The present report comparing histological, ultrastructural, and molecular parameters in EMB samples from 8 patients with CS cardiomyopathy, before and after cortisol normalization, shows that cardiomyocyte hypertrophy, myofibrillolysis, and myocardial fibrosis are the main structural abnormalities and that they revert completely at 1 year follow-up from adrenalectomy. Mechanisms involved in cell hypertrophy include pressure overload, a glucocorticoid-mediated increase of angiotensin-II, and an enhanced responsiveness of cardiomyocytes to angiotensin-II. Cell myofibrillolysis strictly correlates with myocardial expression of atrogin-1, which is increased >28 fold control values during the failing state and normalizes after cardiac recovery, associated with a decrease of myofibrillolysis cell area from 61% to 22%. These data confirm in humans the atrophic effects of glucocorticoids on skeletal (1) and cardiac (2) muscle obtained in experimental models. The molecular pathway involved includes activation of Foxo transcription factors, overexpression of atrogin-1, and ubiquitin promoting proteasome proteolysis of endogenous contractile elements.
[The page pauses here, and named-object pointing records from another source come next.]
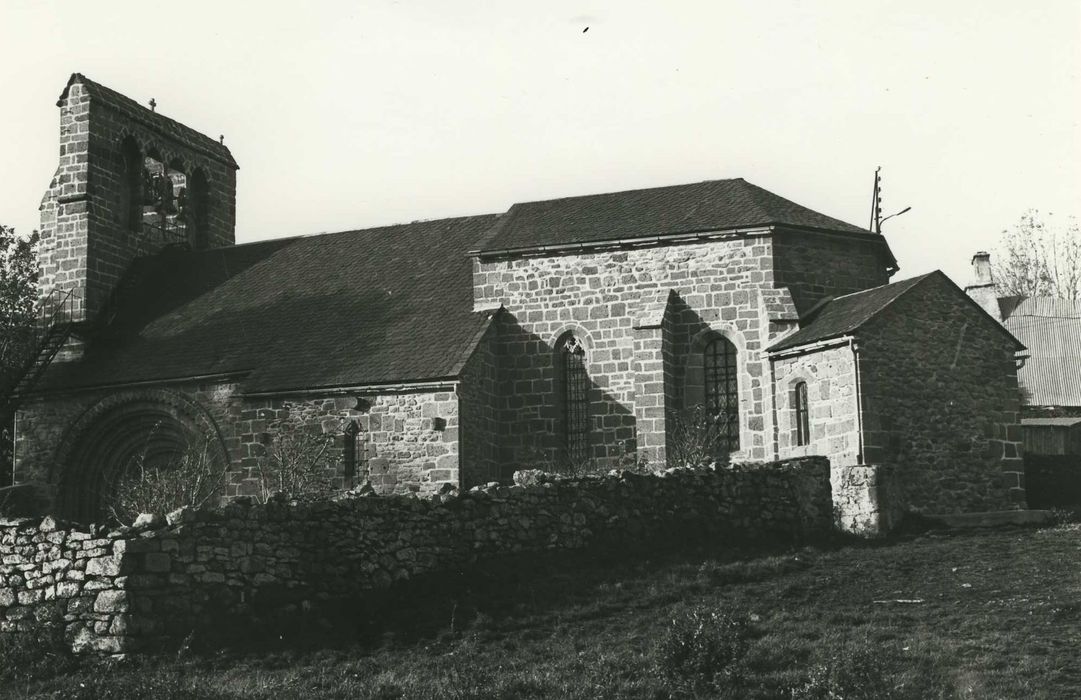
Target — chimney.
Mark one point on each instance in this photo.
(982, 291)
(982, 268)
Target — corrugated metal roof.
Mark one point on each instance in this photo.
(1051, 330)
(1054, 422)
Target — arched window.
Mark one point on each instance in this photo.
(575, 400)
(195, 211)
(721, 388)
(131, 192)
(802, 414)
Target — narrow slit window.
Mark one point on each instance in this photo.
(802, 415)
(722, 389)
(575, 401)
(349, 449)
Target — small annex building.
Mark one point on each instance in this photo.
(570, 332)
(1051, 385)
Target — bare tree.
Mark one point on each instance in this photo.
(1039, 256)
(301, 461)
(18, 291)
(195, 478)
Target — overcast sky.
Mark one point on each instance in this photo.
(348, 115)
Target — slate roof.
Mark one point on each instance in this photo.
(378, 306)
(157, 121)
(1051, 330)
(714, 205)
(843, 314)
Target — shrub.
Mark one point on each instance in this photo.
(703, 650)
(857, 673)
(194, 479)
(696, 438)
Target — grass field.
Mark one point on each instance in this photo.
(976, 615)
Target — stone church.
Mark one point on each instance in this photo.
(574, 331)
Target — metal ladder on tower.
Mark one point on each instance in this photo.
(55, 320)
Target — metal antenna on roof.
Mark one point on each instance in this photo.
(877, 217)
(876, 202)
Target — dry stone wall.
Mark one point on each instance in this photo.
(139, 588)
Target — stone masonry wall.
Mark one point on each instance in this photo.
(408, 442)
(479, 413)
(941, 401)
(726, 286)
(405, 441)
(833, 419)
(867, 498)
(85, 244)
(138, 588)
(597, 296)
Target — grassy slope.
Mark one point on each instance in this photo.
(1000, 617)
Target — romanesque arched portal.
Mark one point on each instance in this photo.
(155, 428)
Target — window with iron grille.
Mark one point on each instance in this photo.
(802, 415)
(575, 401)
(722, 390)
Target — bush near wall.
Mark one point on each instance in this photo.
(144, 587)
(1053, 481)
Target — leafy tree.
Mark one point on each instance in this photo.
(1039, 256)
(18, 291)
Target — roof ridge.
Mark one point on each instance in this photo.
(299, 237)
(629, 191)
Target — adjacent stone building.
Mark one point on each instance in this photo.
(571, 333)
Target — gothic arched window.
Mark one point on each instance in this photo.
(575, 400)
(802, 414)
(721, 388)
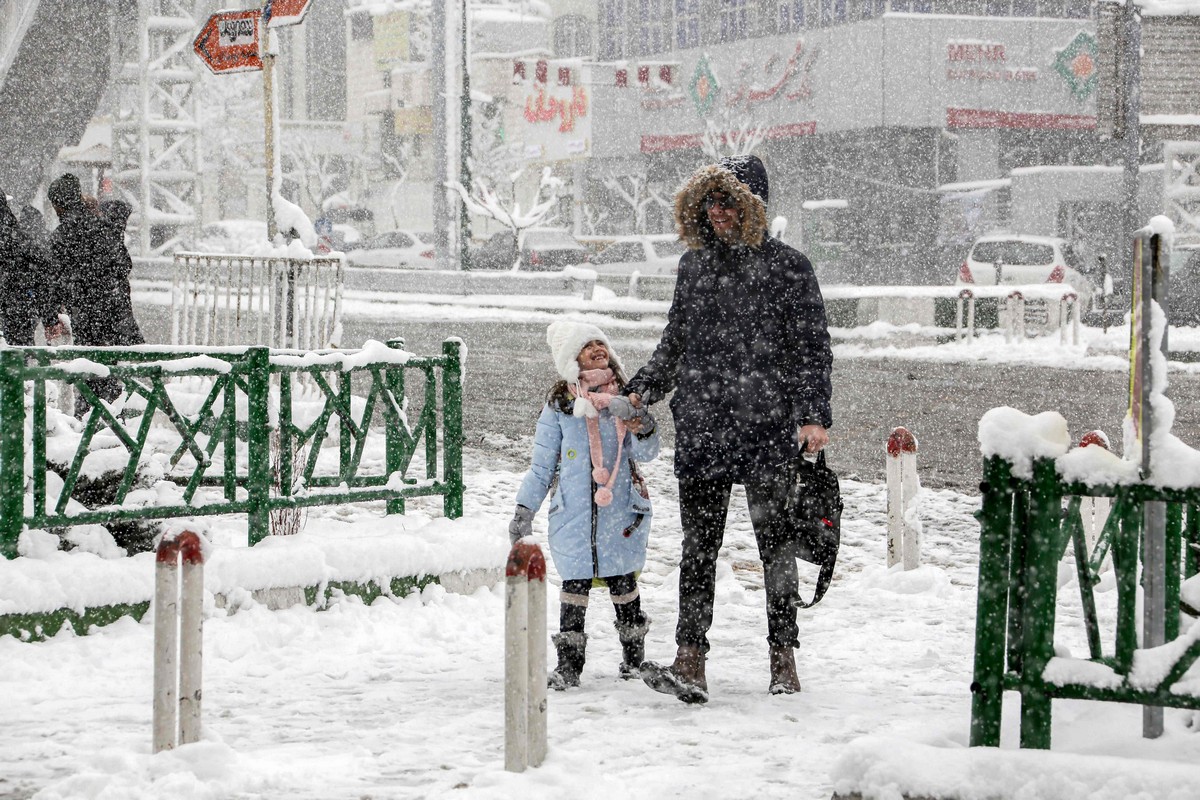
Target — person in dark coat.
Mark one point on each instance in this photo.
(747, 352)
(94, 265)
(27, 282)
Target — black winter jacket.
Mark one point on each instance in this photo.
(27, 281)
(95, 265)
(745, 348)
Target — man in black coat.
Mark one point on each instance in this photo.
(94, 264)
(27, 282)
(747, 352)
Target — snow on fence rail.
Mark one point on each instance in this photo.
(250, 404)
(1033, 489)
(273, 301)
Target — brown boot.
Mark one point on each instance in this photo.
(784, 679)
(684, 678)
(689, 666)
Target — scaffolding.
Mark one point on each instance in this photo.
(156, 144)
(1181, 188)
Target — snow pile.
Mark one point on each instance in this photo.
(1019, 438)
(363, 548)
(883, 769)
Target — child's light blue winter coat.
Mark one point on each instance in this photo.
(617, 545)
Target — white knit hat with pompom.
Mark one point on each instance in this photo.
(565, 338)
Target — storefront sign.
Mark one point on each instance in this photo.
(971, 60)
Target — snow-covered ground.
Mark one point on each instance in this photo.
(405, 698)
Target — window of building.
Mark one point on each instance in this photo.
(573, 36)
(732, 20)
(612, 29)
(687, 24)
(1078, 8)
(651, 31)
(361, 26)
(791, 16)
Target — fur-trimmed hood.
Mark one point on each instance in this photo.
(691, 218)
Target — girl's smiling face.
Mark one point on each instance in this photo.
(594, 355)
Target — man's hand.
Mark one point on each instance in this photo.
(813, 438)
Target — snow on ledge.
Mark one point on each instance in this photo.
(1019, 438)
(887, 769)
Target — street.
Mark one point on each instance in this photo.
(509, 373)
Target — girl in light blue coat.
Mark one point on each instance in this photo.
(585, 451)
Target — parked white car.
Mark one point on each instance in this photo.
(1021, 259)
(394, 250)
(645, 254)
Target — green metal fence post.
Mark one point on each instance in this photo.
(1038, 615)
(394, 455)
(451, 425)
(991, 603)
(1125, 565)
(12, 450)
(1174, 567)
(258, 443)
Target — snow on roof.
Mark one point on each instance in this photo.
(975, 186)
(1169, 7)
(1170, 119)
(480, 10)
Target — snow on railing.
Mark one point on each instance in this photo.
(268, 300)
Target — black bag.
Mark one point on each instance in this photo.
(814, 519)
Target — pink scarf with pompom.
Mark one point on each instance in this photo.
(604, 389)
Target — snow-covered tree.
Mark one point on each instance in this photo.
(483, 202)
(639, 192)
(731, 133)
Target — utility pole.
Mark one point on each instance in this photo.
(465, 146)
(441, 144)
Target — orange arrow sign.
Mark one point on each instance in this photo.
(228, 42)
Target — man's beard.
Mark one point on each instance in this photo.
(730, 236)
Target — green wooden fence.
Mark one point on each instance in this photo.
(249, 411)
(1026, 527)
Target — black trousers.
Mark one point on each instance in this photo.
(703, 505)
(573, 614)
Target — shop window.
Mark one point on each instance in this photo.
(687, 24)
(732, 20)
(651, 34)
(361, 26)
(612, 29)
(573, 36)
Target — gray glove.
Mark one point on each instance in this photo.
(521, 524)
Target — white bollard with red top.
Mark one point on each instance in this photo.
(1095, 511)
(966, 298)
(178, 641)
(525, 659)
(904, 525)
(1015, 310)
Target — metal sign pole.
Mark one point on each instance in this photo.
(269, 120)
(1155, 288)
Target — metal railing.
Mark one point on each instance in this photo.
(250, 407)
(1025, 531)
(274, 301)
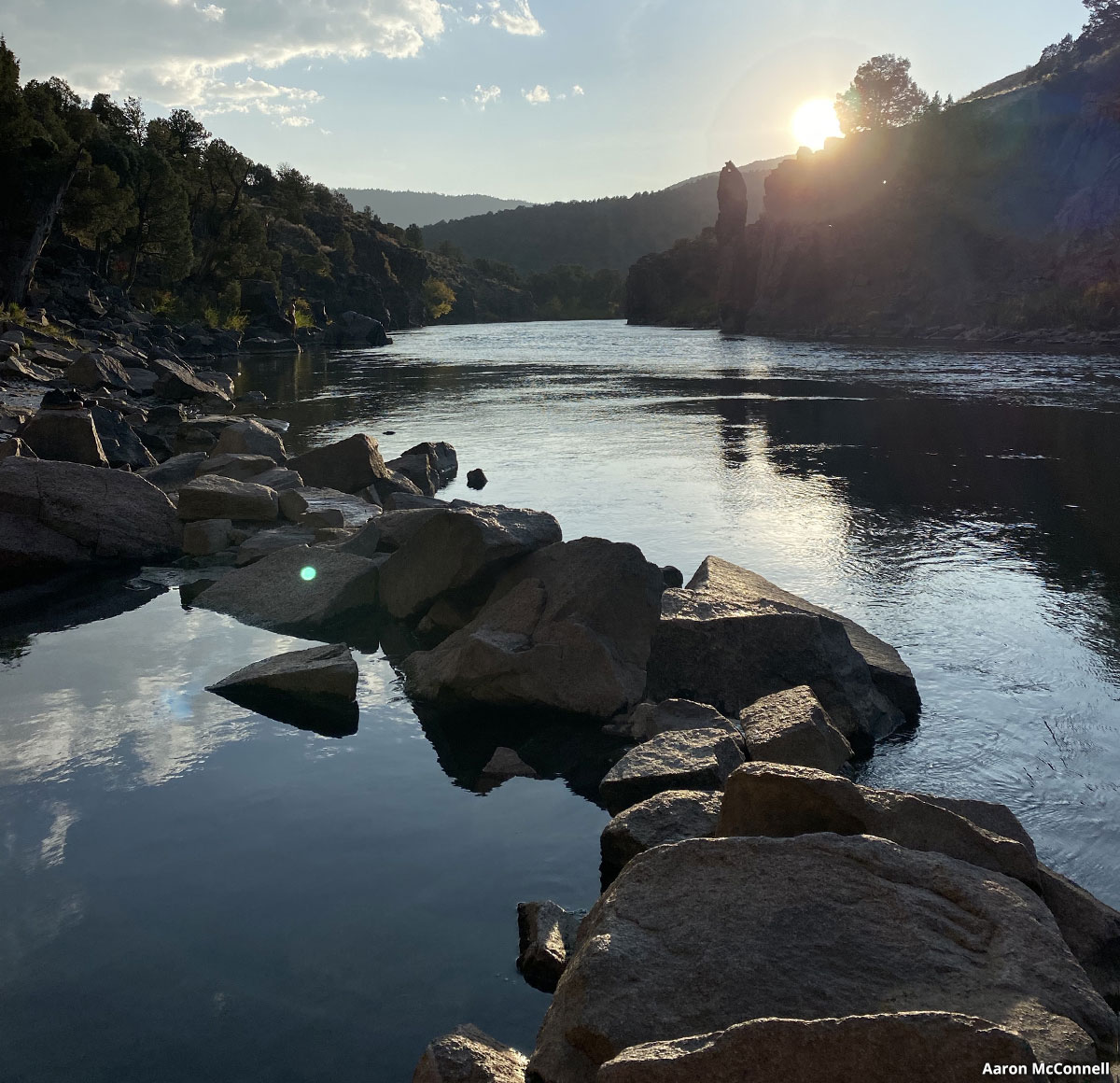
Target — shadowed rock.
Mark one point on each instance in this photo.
(916, 1047)
(704, 935)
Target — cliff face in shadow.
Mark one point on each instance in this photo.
(1000, 213)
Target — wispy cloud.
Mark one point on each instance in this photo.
(486, 95)
(514, 17)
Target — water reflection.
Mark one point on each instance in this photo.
(193, 891)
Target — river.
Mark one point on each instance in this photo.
(189, 891)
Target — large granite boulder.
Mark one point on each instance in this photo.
(346, 465)
(782, 801)
(65, 436)
(468, 1055)
(54, 514)
(704, 935)
(680, 759)
(324, 671)
(1090, 927)
(297, 590)
(791, 727)
(667, 817)
(460, 549)
(567, 628)
(890, 673)
(721, 644)
(250, 437)
(216, 497)
(916, 1047)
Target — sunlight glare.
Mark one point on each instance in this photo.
(813, 122)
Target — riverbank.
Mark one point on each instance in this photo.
(487, 465)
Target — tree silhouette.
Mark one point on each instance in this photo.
(882, 95)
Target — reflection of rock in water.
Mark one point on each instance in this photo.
(553, 746)
(67, 600)
(328, 716)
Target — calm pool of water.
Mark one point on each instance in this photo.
(189, 891)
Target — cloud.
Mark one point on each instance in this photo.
(514, 17)
(485, 95)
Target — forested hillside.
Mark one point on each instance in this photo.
(598, 233)
(180, 220)
(989, 218)
(424, 207)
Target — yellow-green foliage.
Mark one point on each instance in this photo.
(438, 298)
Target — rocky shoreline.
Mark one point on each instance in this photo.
(759, 907)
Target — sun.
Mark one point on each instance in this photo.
(813, 122)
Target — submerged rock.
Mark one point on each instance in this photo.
(546, 938)
(708, 933)
(783, 801)
(667, 817)
(791, 727)
(680, 759)
(568, 629)
(458, 549)
(916, 1047)
(720, 643)
(296, 590)
(468, 1055)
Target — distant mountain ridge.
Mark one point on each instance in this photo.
(424, 207)
(610, 233)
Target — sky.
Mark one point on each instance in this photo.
(537, 100)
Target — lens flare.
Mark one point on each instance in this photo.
(813, 122)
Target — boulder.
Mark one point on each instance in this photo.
(176, 471)
(783, 801)
(1090, 927)
(64, 513)
(250, 437)
(296, 590)
(791, 727)
(647, 720)
(680, 759)
(443, 459)
(270, 542)
(468, 1055)
(505, 763)
(206, 537)
(239, 466)
(720, 645)
(568, 628)
(279, 480)
(890, 674)
(460, 549)
(94, 370)
(313, 508)
(324, 671)
(700, 935)
(419, 471)
(121, 446)
(179, 385)
(213, 497)
(347, 465)
(16, 446)
(916, 1047)
(546, 938)
(66, 436)
(667, 817)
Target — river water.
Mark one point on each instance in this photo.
(191, 892)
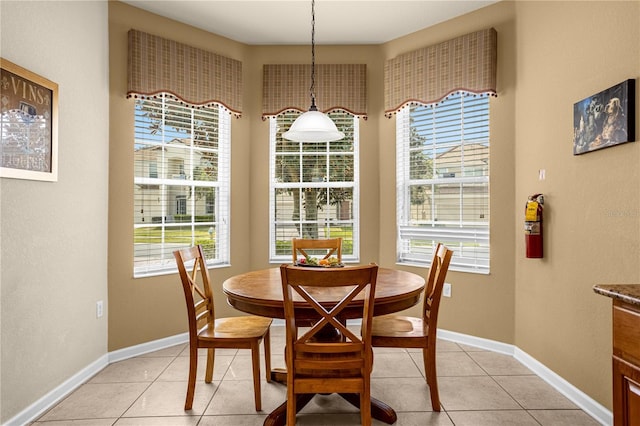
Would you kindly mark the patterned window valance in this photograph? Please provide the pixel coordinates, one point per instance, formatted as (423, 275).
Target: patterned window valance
(193, 76)
(426, 76)
(337, 87)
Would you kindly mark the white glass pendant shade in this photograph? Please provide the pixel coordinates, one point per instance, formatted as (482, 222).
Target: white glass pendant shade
(313, 126)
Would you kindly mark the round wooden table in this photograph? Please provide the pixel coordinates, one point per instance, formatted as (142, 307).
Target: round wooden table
(260, 293)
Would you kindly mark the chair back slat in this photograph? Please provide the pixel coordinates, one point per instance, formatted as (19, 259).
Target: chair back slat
(435, 283)
(323, 248)
(197, 288)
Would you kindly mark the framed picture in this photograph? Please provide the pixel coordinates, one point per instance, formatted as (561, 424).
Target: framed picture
(605, 119)
(29, 124)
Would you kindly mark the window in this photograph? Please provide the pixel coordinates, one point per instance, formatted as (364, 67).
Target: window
(443, 182)
(181, 183)
(314, 188)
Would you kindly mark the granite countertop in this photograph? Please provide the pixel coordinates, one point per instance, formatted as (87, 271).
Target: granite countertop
(629, 293)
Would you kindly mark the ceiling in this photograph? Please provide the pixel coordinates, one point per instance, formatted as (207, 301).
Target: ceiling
(263, 22)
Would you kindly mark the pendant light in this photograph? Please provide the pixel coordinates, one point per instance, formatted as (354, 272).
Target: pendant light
(313, 125)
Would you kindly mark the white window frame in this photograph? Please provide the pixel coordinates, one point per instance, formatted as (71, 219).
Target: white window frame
(159, 260)
(273, 184)
(416, 239)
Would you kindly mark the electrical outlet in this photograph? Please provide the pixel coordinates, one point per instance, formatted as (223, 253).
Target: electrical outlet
(446, 290)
Myocardial fibrosis derives from a direct glucocorticoid stimulation of fibroblast activity, likely through Smad and the transforming growth factor beta-1 pathway, and was reduced in our CS population from 11.5% to 3.1% after adrenalectomy, confirming the data obtained by speckle tracking echocardiography (3).
Along with CS, chronic steroid administration may result in cardiac arrhythmias, remodeling, and dysfunction that reflect a direct detrimental action on cardiomyocyte structure and function. Patients on steroids who manifest with cardiomyopathy should consider drug discontinuation.
In conclusion, CS cardiomyopathy is a reversible entity induced by high levels of glucocorticoids, characterized by cell hypertrophy, myofibrillolysis, and myocardial fibrosis that revert after adrenalectomy. Atrogin-1 activation has a major pathogenetic role.
Please note: The authors have reported that they have no relationships relevant to the contents of this paper to disclose.